At the end of the day, ask yourself where your priorities are; seeing your friends as often, or having a thriving business to support your life in a couple of years?
Success requires some short-term sacrifices. Later, when a friend in the bar or restaurant announces that you’re “so lucky” to work for yourself, you’ll be able to smile at what they don’t know.
4] Budget for the Business
The budget for your business needs to be separate from all personal spending. Plan out the balance sheet, profit and loss, and cashflow statement. Get a proper sense of where the income will come from and how much it will be. Add all business expenses into the figures.
Complete a spreadsheet to provide a snapshot of the business forecast. This is useful to see what to expect in the coming months. When putting projected income figures in, it makes you insecure about where those numbers are coming from and what their basis is.
This doubt is helpful because it provides the impetus to be honest about where customers will be found and what income is reasonable to expect.
5] How Will the Business Be Presented?
The business will require a website. What type of website depends on a number of factors. Are you offering professional services like a web designer, a photographer, an artist, or something else that can be visually presented?

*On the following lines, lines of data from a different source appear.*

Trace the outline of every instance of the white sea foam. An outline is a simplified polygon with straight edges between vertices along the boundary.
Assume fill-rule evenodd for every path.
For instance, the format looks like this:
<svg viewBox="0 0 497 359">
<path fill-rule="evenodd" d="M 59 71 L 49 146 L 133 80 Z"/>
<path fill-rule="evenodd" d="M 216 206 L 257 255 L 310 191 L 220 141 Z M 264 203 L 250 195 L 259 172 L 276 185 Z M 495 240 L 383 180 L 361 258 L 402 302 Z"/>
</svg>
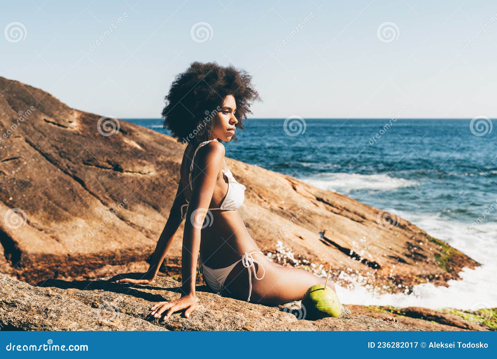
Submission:
<svg viewBox="0 0 497 359">
<path fill-rule="evenodd" d="M 419 182 L 383 174 L 357 173 L 320 173 L 303 180 L 313 186 L 328 191 L 347 194 L 363 189 L 373 191 L 390 191 L 402 187 L 419 185 Z"/>
<path fill-rule="evenodd" d="M 396 307 L 416 306 L 431 308 L 443 307 L 469 309 L 475 303 L 497 306 L 497 223 L 484 222 L 466 237 L 463 230 L 469 223 L 449 222 L 436 216 L 401 213 L 429 234 L 445 240 L 482 265 L 475 270 L 465 268 L 460 273 L 462 280 L 449 281 L 449 287 L 435 287 L 430 283 L 415 286 L 409 295 L 383 294 L 374 296 L 364 287 L 349 290 L 337 286 L 340 300 L 344 303 L 390 305 Z"/>
</svg>

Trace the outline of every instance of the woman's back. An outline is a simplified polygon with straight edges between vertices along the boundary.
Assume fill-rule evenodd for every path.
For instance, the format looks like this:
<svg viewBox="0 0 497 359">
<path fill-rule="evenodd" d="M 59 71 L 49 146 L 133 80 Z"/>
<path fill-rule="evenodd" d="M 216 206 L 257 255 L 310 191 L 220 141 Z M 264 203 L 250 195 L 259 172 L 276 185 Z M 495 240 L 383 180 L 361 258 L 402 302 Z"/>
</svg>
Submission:
<svg viewBox="0 0 497 359">
<path fill-rule="evenodd" d="M 207 145 L 205 144 L 202 146 Z M 197 165 L 199 160 L 201 161 L 202 159 L 198 156 L 204 155 L 208 150 L 208 148 L 205 148 L 205 150 L 199 148 L 195 154 L 196 149 L 192 146 L 187 146 L 180 168 L 180 180 L 183 186 L 183 194 L 187 202 L 191 200 L 192 195 L 192 188 L 189 182 L 190 173 L 192 173 L 191 179 L 193 186 L 195 185 L 195 179 L 198 176 L 202 175 L 201 172 L 203 171 Z M 192 159 L 194 161 L 193 170 L 190 172 Z M 225 166 L 226 163 L 224 161 L 223 162 L 223 165 Z M 227 173 L 225 173 L 223 170 Z M 232 179 L 230 180 L 230 176 Z M 226 202 L 243 202 L 243 199 L 237 201 L 236 197 L 241 196 L 240 192 L 243 196 L 245 186 L 238 183 L 232 176 L 231 171 L 226 167 L 220 169 L 209 206 L 210 209 L 217 209 L 208 211 L 204 223 L 199 223 L 202 227 L 201 258 L 206 265 L 212 266 L 213 268 L 226 267 L 239 259 L 240 256 L 246 252 L 258 250 L 257 245 L 248 234 L 245 223 L 238 211 L 217 209 L 222 207 L 225 204 L 224 203 Z M 232 186 L 231 193 L 230 186 Z M 235 189 L 236 186 L 238 188 Z M 243 188 L 238 186 L 242 186 Z M 231 198 L 227 199 L 227 195 Z M 226 200 L 230 201 L 226 201 Z M 186 211 L 184 212 L 186 214 Z M 190 220 L 191 218 L 186 217 L 186 220 Z"/>
</svg>

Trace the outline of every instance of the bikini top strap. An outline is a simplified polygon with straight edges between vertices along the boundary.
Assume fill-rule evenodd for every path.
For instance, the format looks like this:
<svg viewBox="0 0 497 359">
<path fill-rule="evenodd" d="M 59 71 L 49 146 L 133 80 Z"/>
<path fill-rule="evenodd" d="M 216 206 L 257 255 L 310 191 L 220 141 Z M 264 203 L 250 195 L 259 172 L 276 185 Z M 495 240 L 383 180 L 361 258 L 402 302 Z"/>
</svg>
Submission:
<svg viewBox="0 0 497 359">
<path fill-rule="evenodd" d="M 197 152 L 198 151 L 199 148 L 203 146 L 205 144 L 207 144 L 209 142 L 211 141 L 217 141 L 217 140 L 214 139 L 214 140 L 209 140 L 208 141 L 204 141 L 201 144 L 198 145 L 198 147 L 197 149 L 195 150 L 195 152 L 193 153 L 193 157 L 191 159 L 191 164 L 190 165 L 190 173 L 188 175 L 188 182 L 190 182 L 190 188 L 192 190 L 193 189 L 193 185 L 191 184 L 191 173 L 193 171 L 193 161 L 195 160 L 195 156 L 197 154 Z M 224 159 L 223 159 L 223 161 Z"/>
</svg>

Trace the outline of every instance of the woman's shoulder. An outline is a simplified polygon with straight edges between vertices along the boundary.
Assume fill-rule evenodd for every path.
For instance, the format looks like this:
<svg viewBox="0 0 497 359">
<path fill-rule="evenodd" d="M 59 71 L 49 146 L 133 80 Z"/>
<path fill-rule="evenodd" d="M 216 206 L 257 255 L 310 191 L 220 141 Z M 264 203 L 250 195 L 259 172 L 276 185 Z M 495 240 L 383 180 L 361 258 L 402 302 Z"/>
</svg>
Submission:
<svg viewBox="0 0 497 359">
<path fill-rule="evenodd" d="M 209 165 L 216 166 L 222 162 L 224 158 L 225 148 L 222 144 L 212 141 L 202 144 L 196 150 L 193 163 L 197 166 L 206 168 Z"/>
<path fill-rule="evenodd" d="M 203 156 L 224 156 L 224 146 L 219 141 L 215 140 L 207 141 L 197 149 L 197 155 Z"/>
</svg>

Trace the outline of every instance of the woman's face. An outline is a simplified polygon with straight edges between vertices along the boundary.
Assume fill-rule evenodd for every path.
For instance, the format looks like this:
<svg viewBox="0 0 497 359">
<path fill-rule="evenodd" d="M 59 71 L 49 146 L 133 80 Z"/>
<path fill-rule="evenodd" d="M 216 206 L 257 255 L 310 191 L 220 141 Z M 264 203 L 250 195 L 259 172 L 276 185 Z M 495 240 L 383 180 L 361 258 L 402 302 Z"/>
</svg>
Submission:
<svg viewBox="0 0 497 359">
<path fill-rule="evenodd" d="M 227 96 L 221 107 L 221 111 L 214 117 L 214 126 L 210 139 L 219 139 L 228 142 L 235 135 L 235 125 L 238 123 L 235 117 L 237 112 L 235 97 L 232 95 Z"/>
</svg>

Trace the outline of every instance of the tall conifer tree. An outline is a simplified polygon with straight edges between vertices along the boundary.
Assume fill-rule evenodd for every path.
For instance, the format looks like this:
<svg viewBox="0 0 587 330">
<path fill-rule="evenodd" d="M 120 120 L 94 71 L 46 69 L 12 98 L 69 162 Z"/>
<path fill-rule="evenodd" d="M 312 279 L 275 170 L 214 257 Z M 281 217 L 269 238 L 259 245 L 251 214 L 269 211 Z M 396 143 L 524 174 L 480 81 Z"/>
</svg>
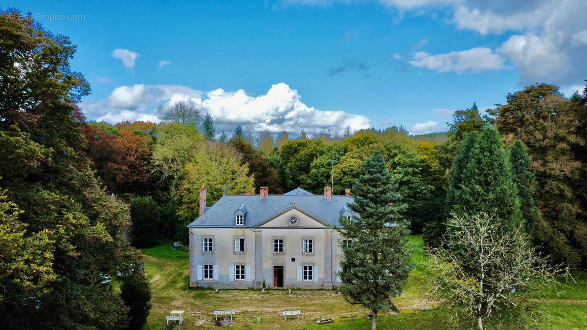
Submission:
<svg viewBox="0 0 587 330">
<path fill-rule="evenodd" d="M 514 183 L 518 188 L 520 211 L 524 219 L 526 233 L 532 235 L 539 219 L 538 209 L 534 206 L 532 187 L 536 183 L 534 174 L 530 171 L 530 158 L 526 145 L 516 140 L 510 148 L 510 163 L 512 167 Z"/>
<path fill-rule="evenodd" d="M 471 150 L 460 188 L 455 191 L 453 211 L 495 213 L 502 221 L 521 221 L 518 190 L 508 158 L 497 130 L 484 129 Z"/>
<path fill-rule="evenodd" d="M 412 269 L 407 235 L 409 224 L 400 215 L 405 205 L 379 151 L 363 164 L 365 174 L 353 186 L 355 201 L 349 207 L 356 215 L 341 217 L 337 228 L 350 240 L 342 245 L 340 292 L 350 304 L 373 312 L 371 329 L 377 314 L 394 309 L 391 297 L 403 290 Z"/>
<path fill-rule="evenodd" d="M 214 138 L 214 120 L 212 118 L 212 115 L 210 112 L 206 113 L 206 116 L 204 117 L 204 122 L 202 122 L 202 130 L 204 132 L 204 137 L 208 141 L 212 141 Z"/>
</svg>

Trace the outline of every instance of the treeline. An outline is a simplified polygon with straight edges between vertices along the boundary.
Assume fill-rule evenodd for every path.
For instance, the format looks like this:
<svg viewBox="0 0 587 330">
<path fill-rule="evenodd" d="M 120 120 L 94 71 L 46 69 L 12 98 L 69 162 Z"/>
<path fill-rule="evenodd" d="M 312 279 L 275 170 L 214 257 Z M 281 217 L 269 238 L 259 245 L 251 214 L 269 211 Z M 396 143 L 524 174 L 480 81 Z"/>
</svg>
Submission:
<svg viewBox="0 0 587 330">
<path fill-rule="evenodd" d="M 507 98 L 484 115 L 475 105 L 456 112 L 447 133 L 417 136 L 400 126 L 348 128 L 339 138 L 328 132 L 309 137 L 302 130 L 290 139 L 285 132 L 276 138 L 266 131 L 253 137 L 237 126 L 228 138 L 215 134 L 209 113 L 201 121 L 198 109 L 191 109 L 186 120 L 170 109 L 166 122 L 157 125 L 89 123 L 86 152 L 106 189 L 137 210 L 131 235 L 137 246 L 164 237 L 185 240 L 185 225 L 198 214 L 202 184 L 208 206 L 224 193 L 258 193 L 262 186 L 275 194 L 298 187 L 321 194 L 332 185 L 333 193 L 343 194 L 364 174 L 362 164 L 380 150 L 407 206 L 402 215 L 413 233 L 423 233 L 427 244 L 434 245 L 444 232 L 457 197 L 474 195 L 477 200 L 461 205 L 485 211 L 490 205 L 498 213 L 504 203 L 499 198 L 510 196 L 537 245 L 555 261 L 584 265 L 585 96 L 565 99 L 556 86 L 542 84 Z M 489 134 L 484 130 L 494 140 L 474 142 L 471 132 L 482 137 Z M 507 161 L 486 152 L 479 156 L 478 143 L 502 148 Z M 479 157 L 474 166 L 468 163 L 473 156 Z M 461 182 L 481 177 L 470 167 L 493 171 L 474 191 Z M 494 189 L 500 180 L 510 183 Z M 482 196 L 484 206 L 475 201 Z M 147 208 L 155 211 L 141 215 L 139 210 Z"/>
</svg>

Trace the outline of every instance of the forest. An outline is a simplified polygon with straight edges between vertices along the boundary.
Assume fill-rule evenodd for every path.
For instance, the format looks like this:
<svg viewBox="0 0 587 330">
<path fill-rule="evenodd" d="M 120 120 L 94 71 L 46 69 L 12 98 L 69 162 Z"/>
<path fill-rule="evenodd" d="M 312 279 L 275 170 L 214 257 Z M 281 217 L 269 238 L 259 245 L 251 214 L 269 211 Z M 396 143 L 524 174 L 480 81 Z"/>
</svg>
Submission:
<svg viewBox="0 0 587 330">
<path fill-rule="evenodd" d="M 485 112 L 457 110 L 447 133 L 218 132 L 185 102 L 160 123 L 87 121 L 75 46 L 14 11 L 0 15 L 0 324 L 137 328 L 149 308 L 137 248 L 188 242 L 199 189 L 210 206 L 262 186 L 344 194 L 374 153 L 399 211 L 441 247 L 460 210 L 522 224 L 553 264 L 587 268 L 587 87 L 537 83 Z M 473 100 L 464 101 L 467 105 Z M 351 194 L 353 191 L 351 191 Z M 95 284 L 122 274 L 120 294 Z M 28 315 L 34 314 L 33 320 Z"/>
</svg>

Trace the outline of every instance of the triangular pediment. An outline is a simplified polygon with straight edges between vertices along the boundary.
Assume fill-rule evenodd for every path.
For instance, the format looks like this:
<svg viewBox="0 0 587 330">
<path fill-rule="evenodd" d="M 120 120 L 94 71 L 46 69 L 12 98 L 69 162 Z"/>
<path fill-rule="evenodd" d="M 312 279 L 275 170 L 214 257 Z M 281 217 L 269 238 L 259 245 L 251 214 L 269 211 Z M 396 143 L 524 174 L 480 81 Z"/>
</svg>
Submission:
<svg viewBox="0 0 587 330">
<path fill-rule="evenodd" d="M 297 220 L 295 224 L 290 221 L 292 217 Z M 271 215 L 259 221 L 255 227 L 270 228 L 332 228 L 332 225 L 319 219 L 308 210 L 291 203 Z"/>
</svg>

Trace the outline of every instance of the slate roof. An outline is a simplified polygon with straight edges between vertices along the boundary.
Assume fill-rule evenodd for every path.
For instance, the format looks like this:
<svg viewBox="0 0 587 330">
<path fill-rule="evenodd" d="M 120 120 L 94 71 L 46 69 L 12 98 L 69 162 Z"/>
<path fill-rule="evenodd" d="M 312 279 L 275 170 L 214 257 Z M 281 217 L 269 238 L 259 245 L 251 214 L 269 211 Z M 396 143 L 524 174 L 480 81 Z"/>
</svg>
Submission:
<svg viewBox="0 0 587 330">
<path fill-rule="evenodd" d="M 352 201 L 351 197 L 340 196 L 333 196 L 329 201 L 322 195 L 269 195 L 262 200 L 259 195 L 226 195 L 210 208 L 207 207 L 204 214 L 187 227 L 250 228 L 292 207 L 326 225 L 340 226 L 338 219 L 344 213 L 343 209 L 346 207 L 347 203 Z M 235 212 L 242 208 L 247 211 L 245 224 L 235 225 Z"/>
<path fill-rule="evenodd" d="M 299 187 L 296 188 L 295 189 L 292 190 L 291 191 L 288 191 L 284 194 L 284 195 L 292 196 L 294 195 L 296 196 L 313 196 L 314 194 L 308 191 L 308 190 L 304 190 Z"/>
</svg>

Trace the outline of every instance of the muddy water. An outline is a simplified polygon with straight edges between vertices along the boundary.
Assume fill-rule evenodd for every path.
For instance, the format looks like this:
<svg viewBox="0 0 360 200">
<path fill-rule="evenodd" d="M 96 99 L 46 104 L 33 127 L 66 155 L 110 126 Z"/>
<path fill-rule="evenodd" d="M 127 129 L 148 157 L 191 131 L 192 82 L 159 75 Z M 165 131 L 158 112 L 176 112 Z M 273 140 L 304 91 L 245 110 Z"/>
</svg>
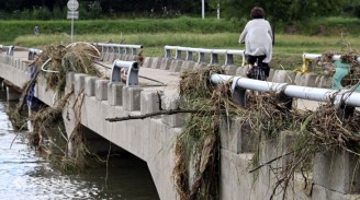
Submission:
<svg viewBox="0 0 360 200">
<path fill-rule="evenodd" d="M 146 163 L 135 157 L 109 161 L 81 174 L 64 174 L 27 145 L 5 114 L 13 103 L 0 91 L 0 200 L 159 199 Z M 18 134 L 19 133 L 19 134 Z M 15 137 L 18 134 L 18 137 Z M 11 145 L 12 144 L 12 145 Z"/>
</svg>

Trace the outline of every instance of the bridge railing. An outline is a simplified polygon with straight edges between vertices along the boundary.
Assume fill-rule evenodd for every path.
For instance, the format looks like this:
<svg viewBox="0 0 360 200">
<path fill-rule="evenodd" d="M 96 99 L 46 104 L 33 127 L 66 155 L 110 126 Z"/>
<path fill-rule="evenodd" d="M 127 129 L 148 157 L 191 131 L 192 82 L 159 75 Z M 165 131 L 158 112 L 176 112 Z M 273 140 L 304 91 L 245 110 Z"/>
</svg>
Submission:
<svg viewBox="0 0 360 200">
<path fill-rule="evenodd" d="M 27 55 L 27 60 L 34 60 L 36 55 L 42 54 L 43 50 L 36 49 L 36 48 L 30 48 L 29 49 L 29 55 Z"/>
<path fill-rule="evenodd" d="M 320 54 L 303 54 L 303 66 L 301 67 L 301 72 L 312 72 L 314 71 L 314 62 L 319 61 L 323 55 Z M 333 61 L 341 60 L 341 55 L 333 55 Z M 357 57 L 356 60 L 360 63 L 360 57 Z"/>
<path fill-rule="evenodd" d="M 13 56 L 14 55 L 14 46 L 9 45 L 0 45 L 0 54 L 2 54 L 4 50 L 7 50 L 7 56 Z"/>
<path fill-rule="evenodd" d="M 165 46 L 165 58 L 175 58 L 185 61 L 195 61 L 194 54 L 198 54 L 198 62 L 205 62 L 206 55 L 210 55 L 210 63 L 218 64 L 220 56 L 225 57 L 225 66 L 235 64 L 234 57 L 241 57 L 241 66 L 245 64 L 245 50 L 235 50 L 235 49 L 207 49 L 207 48 L 193 48 L 193 47 L 181 47 L 181 46 Z M 172 54 L 175 51 L 175 56 Z M 185 54 L 185 58 L 182 57 L 182 54 Z"/>
<path fill-rule="evenodd" d="M 108 44 L 94 43 L 95 46 L 101 48 L 101 55 L 105 54 L 123 54 L 123 55 L 137 55 L 143 48 L 143 45 L 125 45 L 125 44 Z"/>
</svg>

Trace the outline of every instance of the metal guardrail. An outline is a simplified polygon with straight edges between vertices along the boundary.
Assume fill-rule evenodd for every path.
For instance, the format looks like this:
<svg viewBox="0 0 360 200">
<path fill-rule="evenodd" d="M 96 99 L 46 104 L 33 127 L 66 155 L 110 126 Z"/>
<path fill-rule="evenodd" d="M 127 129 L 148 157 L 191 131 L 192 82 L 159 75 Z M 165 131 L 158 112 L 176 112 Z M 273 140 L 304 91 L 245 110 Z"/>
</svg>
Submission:
<svg viewBox="0 0 360 200">
<path fill-rule="evenodd" d="M 137 55 L 143 45 L 123 45 L 123 44 L 109 44 L 109 43 L 94 43 L 93 45 L 101 47 L 101 54 L 115 52 L 124 55 Z"/>
<path fill-rule="evenodd" d="M 2 54 L 4 49 L 7 49 L 7 56 L 14 56 L 14 48 L 15 46 L 12 45 L 9 46 L 0 45 L 0 54 Z"/>
<path fill-rule="evenodd" d="M 345 105 L 346 108 L 360 107 L 360 93 L 353 92 L 353 90 L 307 87 L 224 74 L 212 74 L 211 81 L 216 84 L 232 81 L 233 99 L 243 106 L 246 105 L 246 90 L 252 90 L 259 92 L 282 92 L 288 99 L 302 98 L 317 102 L 333 102 L 336 105 Z M 350 110 L 350 114 L 344 115 L 351 115 L 351 111 L 353 111 L 353 109 L 347 110 Z"/>
<path fill-rule="evenodd" d="M 122 73 L 126 74 L 126 86 L 138 86 L 139 64 L 135 61 L 116 59 L 111 70 L 111 82 L 122 82 Z"/>
<path fill-rule="evenodd" d="M 198 62 L 205 62 L 205 54 L 210 54 L 210 63 L 218 64 L 218 56 L 225 56 L 225 64 L 234 64 L 234 56 L 241 56 L 243 62 L 245 64 L 245 50 L 234 50 L 234 49 L 206 49 L 206 48 L 192 48 L 192 47 L 180 47 L 180 46 L 165 46 L 165 58 L 175 58 L 182 60 L 182 52 L 187 54 L 184 58 L 185 61 L 194 61 L 194 54 L 198 54 Z M 172 57 L 171 51 L 176 51 L 175 57 Z"/>
<path fill-rule="evenodd" d="M 303 66 L 301 72 L 314 71 L 314 63 L 322 58 L 320 54 L 303 54 Z M 341 60 L 341 55 L 333 55 L 333 61 Z M 356 59 L 360 63 L 360 57 Z"/>
</svg>

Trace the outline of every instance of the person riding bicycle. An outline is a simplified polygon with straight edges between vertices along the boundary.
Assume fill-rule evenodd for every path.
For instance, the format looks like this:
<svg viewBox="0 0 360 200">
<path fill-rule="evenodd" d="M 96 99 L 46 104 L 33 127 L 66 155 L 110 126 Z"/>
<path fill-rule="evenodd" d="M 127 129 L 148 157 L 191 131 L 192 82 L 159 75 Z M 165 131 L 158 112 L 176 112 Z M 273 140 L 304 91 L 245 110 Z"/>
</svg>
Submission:
<svg viewBox="0 0 360 200">
<path fill-rule="evenodd" d="M 240 34 L 239 43 L 245 44 L 245 56 L 250 67 L 248 77 L 266 80 L 269 77 L 269 62 L 272 58 L 272 31 L 270 23 L 265 20 L 262 8 L 251 9 L 250 16 L 251 20 Z"/>
</svg>

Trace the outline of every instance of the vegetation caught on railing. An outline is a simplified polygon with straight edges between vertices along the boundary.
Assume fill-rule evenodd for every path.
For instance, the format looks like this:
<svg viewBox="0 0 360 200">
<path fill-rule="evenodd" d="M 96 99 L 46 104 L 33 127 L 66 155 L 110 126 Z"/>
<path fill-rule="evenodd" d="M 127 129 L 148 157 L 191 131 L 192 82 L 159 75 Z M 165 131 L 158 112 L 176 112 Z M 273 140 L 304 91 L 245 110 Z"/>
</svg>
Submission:
<svg viewBox="0 0 360 200">
<path fill-rule="evenodd" d="M 61 128 L 64 127 L 61 123 L 64 108 L 78 109 L 75 111 L 79 113 L 83 99 L 83 92 L 74 96 L 74 85 L 64 94 L 66 77 L 69 72 L 102 77 L 93 63 L 93 60 L 99 57 L 100 55 L 94 47 L 85 43 L 44 47 L 43 52 L 30 64 L 32 79 L 24 85 L 22 101 L 11 114 L 13 118 L 18 116 L 18 121 L 22 119 L 19 115 L 20 111 L 24 105 L 29 104 L 26 102 L 30 99 L 29 97 L 34 95 L 35 84 L 40 79 L 43 79 L 46 89 L 56 93 L 56 98 L 53 107 L 38 106 L 36 110 L 32 111 L 30 121 L 33 125 L 33 131 L 29 134 L 29 140 L 32 146 L 46 153 L 54 163 L 58 163 L 65 170 L 81 170 L 91 161 L 87 157 L 91 153 L 86 148 L 82 138 L 80 116 L 76 116 L 77 123 L 74 132 L 69 133 L 69 138 L 64 136 L 61 131 L 64 129 Z M 76 104 L 79 105 L 77 107 L 75 107 L 76 105 L 68 105 L 69 98 L 76 98 Z M 58 127 L 54 128 L 54 126 Z M 69 143 L 72 146 L 71 151 L 68 149 Z"/>
<path fill-rule="evenodd" d="M 262 167 L 272 166 L 271 172 L 277 181 L 271 186 L 271 198 L 279 193 L 285 198 L 297 173 L 303 175 L 303 189 L 311 190 L 311 177 L 307 174 L 317 153 L 346 151 L 360 158 L 358 110 L 346 117 L 341 115 L 340 107 L 331 103 L 315 111 L 290 109 L 289 98 L 283 98 L 282 94 L 256 95 L 252 92 L 247 94 L 248 105 L 241 107 L 232 102 L 230 83 L 214 85 L 210 82 L 212 73 L 222 72 L 221 69 L 209 68 L 187 71 L 181 75 L 180 108 L 199 113 L 185 116 L 185 125 L 175 144 L 176 166 L 172 174 L 180 199 L 218 199 L 220 123 L 222 119 L 228 121 L 234 116 L 244 118 L 244 123 L 250 126 L 250 138 L 256 141 L 249 173 L 256 174 Z M 284 152 L 260 163 L 263 142 L 279 142 L 281 133 L 286 131 L 293 132 L 293 139 L 283 149 Z M 285 162 L 279 165 L 280 160 Z"/>
</svg>

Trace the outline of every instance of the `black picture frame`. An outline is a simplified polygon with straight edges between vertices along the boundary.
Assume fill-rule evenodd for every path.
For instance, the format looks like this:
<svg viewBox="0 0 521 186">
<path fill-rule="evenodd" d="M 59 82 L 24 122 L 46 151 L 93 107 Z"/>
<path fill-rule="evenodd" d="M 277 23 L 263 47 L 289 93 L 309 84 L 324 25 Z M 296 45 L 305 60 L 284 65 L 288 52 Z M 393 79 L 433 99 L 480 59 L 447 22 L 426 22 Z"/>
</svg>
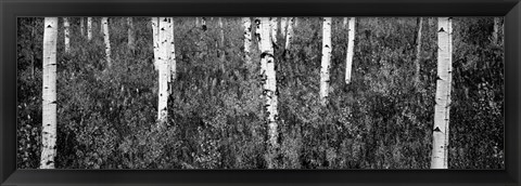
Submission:
<svg viewBox="0 0 521 186">
<path fill-rule="evenodd" d="M 18 16 L 505 16 L 505 170 L 16 170 Z M 0 185 L 520 185 L 519 0 L 0 0 Z"/>
</svg>

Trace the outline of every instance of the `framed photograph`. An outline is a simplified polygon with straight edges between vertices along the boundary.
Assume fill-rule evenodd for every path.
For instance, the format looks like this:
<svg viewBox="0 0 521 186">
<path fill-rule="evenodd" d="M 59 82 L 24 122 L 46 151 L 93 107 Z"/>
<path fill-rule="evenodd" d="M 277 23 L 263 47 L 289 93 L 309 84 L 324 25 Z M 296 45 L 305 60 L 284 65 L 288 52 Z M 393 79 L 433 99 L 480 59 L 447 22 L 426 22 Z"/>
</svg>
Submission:
<svg viewBox="0 0 521 186">
<path fill-rule="evenodd" d="M 519 185 L 518 0 L 2 1 L 2 185 Z"/>
</svg>

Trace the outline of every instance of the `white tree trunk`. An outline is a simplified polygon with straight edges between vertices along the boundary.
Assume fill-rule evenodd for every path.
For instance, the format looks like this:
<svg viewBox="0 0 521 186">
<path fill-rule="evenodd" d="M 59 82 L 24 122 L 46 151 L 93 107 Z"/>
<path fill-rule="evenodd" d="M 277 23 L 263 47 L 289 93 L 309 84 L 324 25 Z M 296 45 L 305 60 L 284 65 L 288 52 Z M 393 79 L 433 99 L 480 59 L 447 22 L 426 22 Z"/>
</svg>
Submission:
<svg viewBox="0 0 521 186">
<path fill-rule="evenodd" d="M 280 18 L 280 32 L 281 32 L 283 36 L 285 36 L 287 26 L 288 26 L 288 17 L 281 17 L 281 18 Z"/>
<path fill-rule="evenodd" d="M 277 131 L 277 120 L 278 120 L 278 110 L 277 110 L 277 81 L 276 81 L 276 71 L 275 71 L 275 58 L 274 58 L 274 46 L 270 39 L 271 24 L 269 17 L 260 18 L 260 64 L 264 64 L 265 71 L 262 74 L 266 75 L 266 81 L 264 85 L 264 96 L 266 97 L 266 114 L 267 124 L 268 124 L 268 169 L 274 169 L 276 165 L 272 162 L 275 154 L 277 152 L 278 144 L 278 131 Z"/>
<path fill-rule="evenodd" d="M 242 17 L 242 25 L 244 25 L 244 61 L 246 64 L 252 63 L 252 57 L 250 56 L 250 48 L 252 45 L 252 22 L 250 17 Z"/>
<path fill-rule="evenodd" d="M 420 77 L 420 54 L 421 54 L 421 30 L 423 27 L 423 17 L 418 17 L 418 38 L 416 38 L 416 79 Z"/>
<path fill-rule="evenodd" d="M 288 24 L 288 31 L 285 32 L 285 45 L 284 49 L 288 51 L 290 50 L 291 40 L 293 40 L 293 21 L 295 17 L 290 17 L 290 22 Z"/>
<path fill-rule="evenodd" d="M 105 42 L 106 65 L 111 67 L 112 59 L 111 59 L 111 38 L 109 35 L 109 18 L 107 17 L 101 18 L 101 25 L 103 26 L 103 41 Z"/>
<path fill-rule="evenodd" d="M 450 89 L 453 72 L 452 18 L 437 18 L 437 80 L 434 106 L 431 169 L 447 169 Z"/>
<path fill-rule="evenodd" d="M 492 41 L 497 44 L 497 36 L 499 32 L 499 17 L 494 17 L 494 31 L 492 32 Z"/>
<path fill-rule="evenodd" d="M 278 22 L 277 22 L 277 17 L 271 17 L 271 21 L 269 22 L 269 26 L 271 27 L 271 40 L 274 43 L 277 44 L 277 31 L 278 31 Z"/>
<path fill-rule="evenodd" d="M 65 40 L 65 53 L 71 52 L 71 24 L 67 17 L 63 17 L 63 35 Z"/>
<path fill-rule="evenodd" d="M 92 39 L 92 17 L 87 18 L 87 39 Z"/>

If you are, then a portfolio platform is going to be a good choice to make your visual content look impactful to the viewer. When you’re going to provide mainstream services that aren’t visual, then a regular website is probably what’s required.
With a mainstream business, a standard website is required. This can be produced by a web designer. It’s important to register a domain name and have web hosting for the site so that it has its own location on the web.
These types of sites are mostly about the written word and aren’t very visual. They may have images or video embedded in some of the pages, but most of the communication is through the written copy.
A visual business for this interpretation is one where it’s often about a creative or other business person with what they offer shown visually. For instance, if you’re going to be a freelancer photographer, then a website that beautifully shows your best shots and makes perusing them very smooth is going to lead to more business leads.
By extension, when your website looks the part, so do you. For a portfolio platform, Format offers many excellent features that will interest anyone running a visual business. There’s a feature to let you create online portfolio sites to get the right look for your business. Clients can view product samples or photos and pick out their favorites.
Grabbing photos uploaded previously on Instagram to add into the portfolio happens in a snap. Or you can edit images in Adobe Lightroom and update the online portfolio with the click of a button.
Using a custom designed portfolio platform makes these kinds of features integrated possible where a mainstream business website would struggle.
A Few Other Things…
Don’t forget to set up a suitable work environment at home before you begin. It’s often overlooked, but it makes a huge difference on how productive you’ll be. Focus on reducing any external noise factors using soundproofing.
If you have kids at home, make time for them and set time blocks where they understand not to disturb you unless they have a problem.
Ensure the office has sufficient lighting and the seating is comfortable to use for extended periods. You’ll be working in the office for a good few hours a day, so it must be a pleasant environment conducive to getting things done.